Downtime affects all websites at some point or another, and even the best prepared sites will encounter problems that will impact visitors. At the same time, any number of vendors remain ready to provide the latest and greatest infrastructure, claiming to eliminate every potential problem. Each level of additional complexity can cut out another fraction of potential downtime, but eventually sites reach the point of diminishing returns and the investment becomes worthless. So how do retailers decide which investments will provide a positive return? Would investing in $12,000 of redundant servers be worthwhile?
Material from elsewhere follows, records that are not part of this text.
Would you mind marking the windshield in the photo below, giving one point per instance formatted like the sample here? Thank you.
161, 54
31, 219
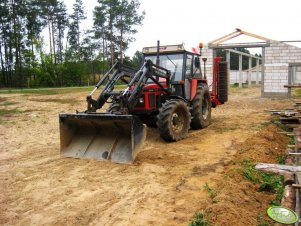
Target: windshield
172, 62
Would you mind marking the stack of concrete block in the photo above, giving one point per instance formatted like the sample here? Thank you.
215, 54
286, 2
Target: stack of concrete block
278, 56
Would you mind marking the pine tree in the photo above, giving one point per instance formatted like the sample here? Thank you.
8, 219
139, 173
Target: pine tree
74, 28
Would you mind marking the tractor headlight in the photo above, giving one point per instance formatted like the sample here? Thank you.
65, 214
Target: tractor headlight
141, 100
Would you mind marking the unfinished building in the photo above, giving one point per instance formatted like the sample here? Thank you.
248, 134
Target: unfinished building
279, 66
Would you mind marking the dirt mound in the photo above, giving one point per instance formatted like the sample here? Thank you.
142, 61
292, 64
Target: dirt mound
238, 201
266, 146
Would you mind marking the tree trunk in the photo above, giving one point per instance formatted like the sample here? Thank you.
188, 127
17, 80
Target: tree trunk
121, 46
2, 64
53, 41
112, 45
50, 39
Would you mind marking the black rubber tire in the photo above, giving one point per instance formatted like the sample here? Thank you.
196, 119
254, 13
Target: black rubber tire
173, 120
201, 108
113, 108
149, 120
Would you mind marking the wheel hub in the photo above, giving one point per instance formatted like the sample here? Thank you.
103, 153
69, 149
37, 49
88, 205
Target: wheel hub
177, 122
205, 109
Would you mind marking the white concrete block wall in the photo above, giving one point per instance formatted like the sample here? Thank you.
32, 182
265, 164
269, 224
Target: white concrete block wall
277, 58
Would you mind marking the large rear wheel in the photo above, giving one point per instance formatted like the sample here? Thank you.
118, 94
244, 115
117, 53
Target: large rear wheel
173, 120
201, 108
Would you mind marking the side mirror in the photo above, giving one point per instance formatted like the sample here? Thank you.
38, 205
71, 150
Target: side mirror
197, 62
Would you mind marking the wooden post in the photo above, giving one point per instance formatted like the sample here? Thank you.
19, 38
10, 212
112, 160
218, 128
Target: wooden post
228, 67
257, 71
240, 71
250, 72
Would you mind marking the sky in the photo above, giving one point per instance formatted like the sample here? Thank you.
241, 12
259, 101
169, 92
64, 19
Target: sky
194, 21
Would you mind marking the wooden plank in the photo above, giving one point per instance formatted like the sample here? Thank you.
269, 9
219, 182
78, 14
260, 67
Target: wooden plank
292, 86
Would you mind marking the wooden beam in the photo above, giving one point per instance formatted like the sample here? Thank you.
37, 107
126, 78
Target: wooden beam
293, 86
245, 54
254, 36
223, 37
228, 38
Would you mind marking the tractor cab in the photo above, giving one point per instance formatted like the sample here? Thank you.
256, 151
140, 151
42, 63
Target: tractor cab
182, 64
184, 67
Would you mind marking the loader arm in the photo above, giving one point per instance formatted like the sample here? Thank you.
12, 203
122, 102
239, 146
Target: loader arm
118, 71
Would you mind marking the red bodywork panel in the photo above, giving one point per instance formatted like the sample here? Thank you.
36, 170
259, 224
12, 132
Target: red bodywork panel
150, 91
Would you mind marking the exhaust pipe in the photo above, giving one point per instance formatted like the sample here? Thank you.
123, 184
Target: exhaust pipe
101, 136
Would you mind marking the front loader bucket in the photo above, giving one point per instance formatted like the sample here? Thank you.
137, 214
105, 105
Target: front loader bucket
109, 137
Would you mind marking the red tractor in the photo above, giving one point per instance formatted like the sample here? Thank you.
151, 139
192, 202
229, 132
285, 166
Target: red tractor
169, 92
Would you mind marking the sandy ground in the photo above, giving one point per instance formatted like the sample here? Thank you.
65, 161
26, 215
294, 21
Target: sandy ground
165, 186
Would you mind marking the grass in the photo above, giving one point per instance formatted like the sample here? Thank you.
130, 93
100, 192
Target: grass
268, 182
52, 91
6, 112
296, 93
212, 192
7, 103
199, 219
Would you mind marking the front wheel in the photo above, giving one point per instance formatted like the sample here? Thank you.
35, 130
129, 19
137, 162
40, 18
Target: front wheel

The best way to decide is to build a model of the financial impact of outages and use that to compare the costs with the investment needed to avoid them. How should an e-commerce site calculate the cost of downtime? The best approach will vary from site to site, but even a simple model should always include three fundamental components:
- direct sales loss from people that are unable to complete their transactions;
- indirect sales loss from browsers that are turned off from your site and never get to the purchasing phase; and
- the increased operational costs of responding to traditional and social media inquiries during and after the outage.
Direct Sales Loss
An outage creates a direct loss of revenue in a very simple way: the outage, whether it occurred due to malicious intent, high traffic load or poorly managed server updating, shuts down every visitor’s ability to access the checkout stage of shopping. Most retailers sell items which can be purchased at a competing site, meaning any downtime results in not only a direct sales loss but also opens the door for the competition.
The cost of this type of outage can be estimated by the following formula: Cdirect = avg hourly sales volume x (outage duration in hours + avg purchase session length in hours).